Moreover, PNC's mutual-fund processor PFPC, a division that already has a contract with BlackRock, could earn more fees by taking on additional work that comes from the transfer of Merrill Lynch funds to BlackRock.

Mr. Rohr declined to comment on that possibility yesterday. But "PNC would not do this deal if they thought they were going to lose that revenue" they now get from processing the BlackRock funds, said Andrew Seibert, who follows PNC as a senior portfolio manger with Downtown-based S&T Wealth Management.

PNC purchased BlackRock in 1995 for approximately $240 million, and took it partially public four years later, retaining a 70 percent ownership stake. During that period, BlackRock's assets under management soared from approximately $24 billion to $453 billion, drawing the interest of several big Wall Street names. There were discussions last month, for example, about an alliance with Morgan Stanley, but those talks broke down over price.

The talks with Merrill Lynch go back "the last month or so," according to Mr. Rohr, who said he and BlackRock CEO Larry Fink have known Merrill CEO Stan O'Neal for "years." Mr. Fink, who will remain the CEO of BlackRock, said on CNBC that he had conversations with "many" companies over the past year.
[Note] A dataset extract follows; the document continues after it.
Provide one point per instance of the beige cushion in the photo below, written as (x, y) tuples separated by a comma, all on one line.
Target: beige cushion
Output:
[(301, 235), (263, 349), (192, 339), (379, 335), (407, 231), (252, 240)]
While PNC could gain several billion dollars by selling its remaining stake in BlackRock, Mr. Rohr suggested that such a scenario was unlikely, at least in the near term. "I like the diversity of income and this is a rapidly growing company which has terrific growth opportunities," he said. But, Mr. Rohr has also learned to "never say never."

Pressed to explain how he will use the gains from the BlackRock-Merrill Lynch transaction, Mr. Rohr said he would be careful about evaluating acquisition opportunities.

"We just have to be disciplined," he said. "The fact that we have this capital should not change our criteria for being a disciplined acquirer. A lot of things look pretty expensive and we just have to be careful that way,"

The deal will have no impact on PNC's Pittsburgh-area operations, Mr. Rohr said.

But a few observers believe that Merrill Lynch might have an interest in buying PNC eventually, noting that the Wall Street giant has expressed an interest in buying a commercial bank. While PNC would be an expensive buy given the recent rise in its stock price, Merrill Lynch "would be in the driver's seat if they wanted to make that kind of move happen," said Mr. Seibert, of S&T Wealth Management.

Asked about that possibility yesterday in an interview, Mr. Rohr said, "we are not particularly interested in selling the bank. I think we are doing great."